In the conventional data programming method described above, the voltage of the channel is set to an intermediate voltage of approx. 6 V by the capacitive coupling between the control gate and the channel at the "1" programming time. However, if the capacitance associated with the diffused layer of the cell is larger than the capacitance between the control gate and the channel, the voltage of the channel will be raised by approx. 3 V even if the voltage of the control gate is set to 10 V. As a result, the voltage difference between the control gate and the channel is small and "erroneous programming" may occur in the cell in which "1" is to be programmed.
In order to suppress the possibility that "erroneous programming" may occur in the cell in which "1" is to be programmed, it is considered that the programming non-selection voltage applied to the bit line at the "1" programming time is set to be higher than the external power supply voltage Vcc or internal power supply voltage Vdd.
However, in this case, it is necessary to additionally provide a high voltage generating circuit for generating a voltage higher than Vcc or Vdd. If such a high voltage generating circuit is mounted on the chip, the chip area is greatly increased. Further, if the programming non-selection voltage higher than the voltage Vcc or Vdd is applied from the high voltage generating circuit to the bit line at the "1" programming time, time for charging the bit line takes a long time since the capacitance associated with the bit line is large, and as a result, the data programming speed becomes low.
Particularly, the capacitance associated with the bit line in the NAND type EEPROM is relatively larger than that in the other semiconductor memories. The reason is as follows.
In the NAND type EEPROM, great importance is attached to how small the chip is and how large the integrated memory capacity is. For this reason, unlike the DRAM in which great importance is attached to the high-speed operation, for example, the memory cell array is not finely divided and the number of divisions of the memory cell array is set as small as possible. This is because the number of peripheral circuits such as row decoders and sense amplifiers is suppressed to minimum.
Therefore, if the high voltage generating circuit for setting the programming non-selection voltage higher than the voltage Vcc or Vdd at the "1" programming time is provided for the NAND type EEPROM, time for charging the bit line takes a long time and the current consumption becomes extremely large.

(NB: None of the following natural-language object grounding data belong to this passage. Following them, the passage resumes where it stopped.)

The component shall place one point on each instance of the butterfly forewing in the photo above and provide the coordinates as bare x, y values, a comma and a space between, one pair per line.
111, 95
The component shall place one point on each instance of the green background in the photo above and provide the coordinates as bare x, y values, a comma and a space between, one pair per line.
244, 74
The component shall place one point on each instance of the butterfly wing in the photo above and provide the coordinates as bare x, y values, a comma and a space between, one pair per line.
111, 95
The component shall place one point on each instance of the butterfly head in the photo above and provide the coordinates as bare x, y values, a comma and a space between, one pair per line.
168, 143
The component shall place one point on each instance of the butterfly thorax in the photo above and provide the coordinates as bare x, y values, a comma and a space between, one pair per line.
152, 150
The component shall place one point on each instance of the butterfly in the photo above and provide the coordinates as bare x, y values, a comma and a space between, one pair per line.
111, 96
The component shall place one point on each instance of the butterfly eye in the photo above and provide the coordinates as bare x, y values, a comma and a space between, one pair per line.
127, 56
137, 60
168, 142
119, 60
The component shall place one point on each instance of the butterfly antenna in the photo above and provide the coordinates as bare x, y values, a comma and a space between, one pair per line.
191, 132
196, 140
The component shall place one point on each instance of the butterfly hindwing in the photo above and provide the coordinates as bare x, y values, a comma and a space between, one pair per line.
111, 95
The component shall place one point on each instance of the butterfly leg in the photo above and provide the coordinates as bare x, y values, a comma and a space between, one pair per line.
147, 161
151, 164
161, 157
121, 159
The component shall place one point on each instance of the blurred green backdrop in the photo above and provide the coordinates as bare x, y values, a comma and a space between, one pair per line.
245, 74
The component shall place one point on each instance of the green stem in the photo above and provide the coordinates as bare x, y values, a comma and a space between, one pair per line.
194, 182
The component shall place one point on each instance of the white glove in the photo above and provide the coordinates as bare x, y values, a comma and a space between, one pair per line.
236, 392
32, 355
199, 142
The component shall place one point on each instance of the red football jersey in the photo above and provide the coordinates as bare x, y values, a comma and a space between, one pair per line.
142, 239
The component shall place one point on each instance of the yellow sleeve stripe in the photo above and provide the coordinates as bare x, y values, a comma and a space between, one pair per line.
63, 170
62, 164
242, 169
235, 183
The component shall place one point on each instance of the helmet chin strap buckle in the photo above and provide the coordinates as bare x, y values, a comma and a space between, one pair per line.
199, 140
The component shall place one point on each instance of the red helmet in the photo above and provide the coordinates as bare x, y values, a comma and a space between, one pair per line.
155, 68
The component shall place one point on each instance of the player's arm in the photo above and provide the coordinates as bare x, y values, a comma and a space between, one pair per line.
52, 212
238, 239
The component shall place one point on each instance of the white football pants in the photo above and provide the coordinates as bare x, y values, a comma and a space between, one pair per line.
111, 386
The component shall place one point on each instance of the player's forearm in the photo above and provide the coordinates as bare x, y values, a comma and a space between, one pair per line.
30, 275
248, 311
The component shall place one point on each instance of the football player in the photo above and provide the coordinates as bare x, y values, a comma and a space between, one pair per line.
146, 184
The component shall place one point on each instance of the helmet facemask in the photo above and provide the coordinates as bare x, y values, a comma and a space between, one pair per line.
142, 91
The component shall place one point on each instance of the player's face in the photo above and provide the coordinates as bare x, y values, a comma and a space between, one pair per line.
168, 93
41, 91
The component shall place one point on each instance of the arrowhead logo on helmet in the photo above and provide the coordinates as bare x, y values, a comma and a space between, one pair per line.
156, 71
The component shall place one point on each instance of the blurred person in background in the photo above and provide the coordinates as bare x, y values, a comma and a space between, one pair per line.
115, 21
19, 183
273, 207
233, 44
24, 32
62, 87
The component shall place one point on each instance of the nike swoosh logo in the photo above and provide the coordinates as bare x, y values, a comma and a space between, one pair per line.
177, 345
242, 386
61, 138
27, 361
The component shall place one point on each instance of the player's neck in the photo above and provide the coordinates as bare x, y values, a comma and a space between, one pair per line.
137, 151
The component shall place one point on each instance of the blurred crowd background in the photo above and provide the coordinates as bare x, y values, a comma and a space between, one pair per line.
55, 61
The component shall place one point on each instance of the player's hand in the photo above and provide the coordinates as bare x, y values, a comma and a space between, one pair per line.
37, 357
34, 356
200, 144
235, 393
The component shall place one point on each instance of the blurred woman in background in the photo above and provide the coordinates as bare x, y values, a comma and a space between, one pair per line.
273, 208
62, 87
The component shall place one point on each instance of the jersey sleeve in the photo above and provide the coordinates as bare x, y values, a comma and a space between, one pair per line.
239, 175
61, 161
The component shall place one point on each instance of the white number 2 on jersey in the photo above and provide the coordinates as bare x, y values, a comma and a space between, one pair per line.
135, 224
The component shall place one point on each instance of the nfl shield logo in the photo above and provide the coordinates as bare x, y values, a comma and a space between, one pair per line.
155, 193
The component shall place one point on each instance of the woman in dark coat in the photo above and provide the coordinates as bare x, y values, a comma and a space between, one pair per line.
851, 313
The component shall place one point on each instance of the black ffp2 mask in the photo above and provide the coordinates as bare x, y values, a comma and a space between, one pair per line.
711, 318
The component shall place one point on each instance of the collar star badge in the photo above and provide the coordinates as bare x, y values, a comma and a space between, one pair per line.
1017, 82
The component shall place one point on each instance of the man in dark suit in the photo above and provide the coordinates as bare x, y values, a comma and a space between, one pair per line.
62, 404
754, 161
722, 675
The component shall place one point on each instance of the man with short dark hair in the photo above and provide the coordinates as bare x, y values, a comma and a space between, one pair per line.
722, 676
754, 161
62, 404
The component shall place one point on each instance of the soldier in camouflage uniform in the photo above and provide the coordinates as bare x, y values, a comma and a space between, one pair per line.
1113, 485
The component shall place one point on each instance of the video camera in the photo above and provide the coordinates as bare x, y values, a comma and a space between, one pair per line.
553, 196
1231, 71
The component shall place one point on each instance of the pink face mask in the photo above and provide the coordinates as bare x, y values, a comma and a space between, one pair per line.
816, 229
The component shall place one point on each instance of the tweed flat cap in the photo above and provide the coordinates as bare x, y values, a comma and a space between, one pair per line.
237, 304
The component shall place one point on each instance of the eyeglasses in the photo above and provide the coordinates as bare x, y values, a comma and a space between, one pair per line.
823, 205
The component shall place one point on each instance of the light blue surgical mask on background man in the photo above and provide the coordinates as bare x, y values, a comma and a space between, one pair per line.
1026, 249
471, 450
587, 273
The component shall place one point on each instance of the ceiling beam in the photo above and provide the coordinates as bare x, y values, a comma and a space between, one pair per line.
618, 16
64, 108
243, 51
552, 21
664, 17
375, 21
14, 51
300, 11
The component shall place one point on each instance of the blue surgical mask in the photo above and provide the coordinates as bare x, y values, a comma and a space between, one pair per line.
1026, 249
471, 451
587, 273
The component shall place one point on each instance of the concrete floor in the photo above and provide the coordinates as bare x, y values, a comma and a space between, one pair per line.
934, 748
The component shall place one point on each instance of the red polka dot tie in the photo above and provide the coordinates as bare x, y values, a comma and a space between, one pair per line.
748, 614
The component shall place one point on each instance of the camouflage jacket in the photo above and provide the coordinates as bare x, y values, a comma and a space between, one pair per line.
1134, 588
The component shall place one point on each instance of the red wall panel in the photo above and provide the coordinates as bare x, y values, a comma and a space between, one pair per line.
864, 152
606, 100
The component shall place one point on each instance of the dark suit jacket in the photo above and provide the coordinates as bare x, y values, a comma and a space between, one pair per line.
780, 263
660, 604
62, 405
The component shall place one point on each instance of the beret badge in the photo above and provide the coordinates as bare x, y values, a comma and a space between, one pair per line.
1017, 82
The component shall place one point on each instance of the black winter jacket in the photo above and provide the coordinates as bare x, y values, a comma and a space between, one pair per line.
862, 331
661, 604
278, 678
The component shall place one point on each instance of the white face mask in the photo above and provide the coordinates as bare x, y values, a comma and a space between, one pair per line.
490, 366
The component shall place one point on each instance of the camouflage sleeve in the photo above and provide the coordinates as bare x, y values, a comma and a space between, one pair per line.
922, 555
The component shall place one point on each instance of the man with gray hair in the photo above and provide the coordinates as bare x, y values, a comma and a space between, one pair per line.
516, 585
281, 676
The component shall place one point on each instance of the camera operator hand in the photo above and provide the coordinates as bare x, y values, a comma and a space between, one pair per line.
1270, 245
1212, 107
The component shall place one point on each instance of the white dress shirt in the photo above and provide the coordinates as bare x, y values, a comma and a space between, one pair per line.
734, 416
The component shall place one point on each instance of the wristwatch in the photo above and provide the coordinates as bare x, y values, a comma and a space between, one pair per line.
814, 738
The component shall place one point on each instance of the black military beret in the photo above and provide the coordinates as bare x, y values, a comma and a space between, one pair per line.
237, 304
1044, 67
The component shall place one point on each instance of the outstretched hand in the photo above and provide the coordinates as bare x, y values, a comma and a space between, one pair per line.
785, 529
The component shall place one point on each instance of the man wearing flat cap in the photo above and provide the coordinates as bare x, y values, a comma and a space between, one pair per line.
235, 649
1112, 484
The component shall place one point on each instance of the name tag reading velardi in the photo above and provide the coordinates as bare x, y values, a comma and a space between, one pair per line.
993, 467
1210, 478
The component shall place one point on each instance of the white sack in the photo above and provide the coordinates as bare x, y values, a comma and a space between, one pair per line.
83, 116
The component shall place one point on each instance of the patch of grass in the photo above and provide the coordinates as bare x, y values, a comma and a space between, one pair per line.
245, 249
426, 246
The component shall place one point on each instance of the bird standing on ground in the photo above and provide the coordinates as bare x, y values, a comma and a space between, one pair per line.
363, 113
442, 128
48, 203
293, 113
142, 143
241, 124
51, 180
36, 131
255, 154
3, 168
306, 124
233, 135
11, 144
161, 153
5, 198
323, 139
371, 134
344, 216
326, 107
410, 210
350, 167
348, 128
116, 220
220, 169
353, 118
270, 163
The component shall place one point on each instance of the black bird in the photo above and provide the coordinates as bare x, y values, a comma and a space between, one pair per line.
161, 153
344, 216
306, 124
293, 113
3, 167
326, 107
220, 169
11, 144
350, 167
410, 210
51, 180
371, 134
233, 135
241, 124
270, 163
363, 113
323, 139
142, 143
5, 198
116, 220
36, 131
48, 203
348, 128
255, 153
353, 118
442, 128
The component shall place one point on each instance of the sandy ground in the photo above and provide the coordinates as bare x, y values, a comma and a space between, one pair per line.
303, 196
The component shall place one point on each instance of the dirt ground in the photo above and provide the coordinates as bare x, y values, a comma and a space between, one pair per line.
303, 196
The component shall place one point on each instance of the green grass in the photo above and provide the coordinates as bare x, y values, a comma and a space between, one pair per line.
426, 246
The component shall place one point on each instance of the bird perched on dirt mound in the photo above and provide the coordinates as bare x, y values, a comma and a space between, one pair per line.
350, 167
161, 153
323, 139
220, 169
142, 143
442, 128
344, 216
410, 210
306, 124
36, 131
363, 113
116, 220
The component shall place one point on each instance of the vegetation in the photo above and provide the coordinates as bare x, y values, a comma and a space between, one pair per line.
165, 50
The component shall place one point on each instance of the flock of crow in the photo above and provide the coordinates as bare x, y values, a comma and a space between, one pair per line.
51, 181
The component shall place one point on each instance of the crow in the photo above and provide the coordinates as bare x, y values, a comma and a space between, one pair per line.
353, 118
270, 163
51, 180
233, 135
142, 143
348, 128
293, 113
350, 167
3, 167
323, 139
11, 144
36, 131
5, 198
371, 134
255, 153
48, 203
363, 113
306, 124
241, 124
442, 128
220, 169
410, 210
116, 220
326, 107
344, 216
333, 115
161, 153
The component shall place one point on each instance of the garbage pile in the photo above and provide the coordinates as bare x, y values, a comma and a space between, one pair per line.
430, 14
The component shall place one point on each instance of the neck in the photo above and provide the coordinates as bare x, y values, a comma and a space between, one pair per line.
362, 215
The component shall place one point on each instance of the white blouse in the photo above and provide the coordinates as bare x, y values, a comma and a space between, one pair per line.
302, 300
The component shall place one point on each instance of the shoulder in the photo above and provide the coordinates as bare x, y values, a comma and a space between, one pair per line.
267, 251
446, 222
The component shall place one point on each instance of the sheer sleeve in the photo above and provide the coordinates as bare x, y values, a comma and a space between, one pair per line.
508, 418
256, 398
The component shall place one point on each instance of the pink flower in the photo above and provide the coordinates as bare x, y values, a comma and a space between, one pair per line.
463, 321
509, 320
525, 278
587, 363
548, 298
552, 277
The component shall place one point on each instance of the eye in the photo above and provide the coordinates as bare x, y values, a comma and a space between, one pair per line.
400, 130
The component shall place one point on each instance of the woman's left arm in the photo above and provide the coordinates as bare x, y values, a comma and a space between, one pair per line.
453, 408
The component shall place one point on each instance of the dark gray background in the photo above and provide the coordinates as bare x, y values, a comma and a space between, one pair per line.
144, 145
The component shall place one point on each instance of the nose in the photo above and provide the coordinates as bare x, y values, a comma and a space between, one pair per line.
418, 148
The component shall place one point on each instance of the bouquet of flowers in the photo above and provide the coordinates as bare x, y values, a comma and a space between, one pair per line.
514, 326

Further, if the EEPROM is operated by the internal power supply voltage Vdd, for example, a large current flows when 4000 bit lines are charged at the programming time and there occurs a possibility that the internal power supply voltage Vdd will be lowered. That is, in order to further enhance the breakdown voltage of the internal transistors as the semiconductor memory is more miniaturized, the internal power supply voltage Vdd is obtained by lowering the external power supply voltage Vcc by use of a voltage lowering circuit. Since the voltage lowering circuit also functions as a resistor element between the external power supply voltage Vcc and the internal power supply voltage Vdd, a lowering in the internal power supply voltage Vdd when the bit line is precharged increases in comparison with a case wherein the voltage lowering circuit is not used and Vcc=Vdd.
In order to cancel the lowering in the internal power supply voltage Vdd at the time of precharging of the bit lines, the number of divisions of the memory cell array is increased to reduce the length of each bit line, but in this case, the numbers of row decoders and sense amplifiers are increased and the chip area becomes large.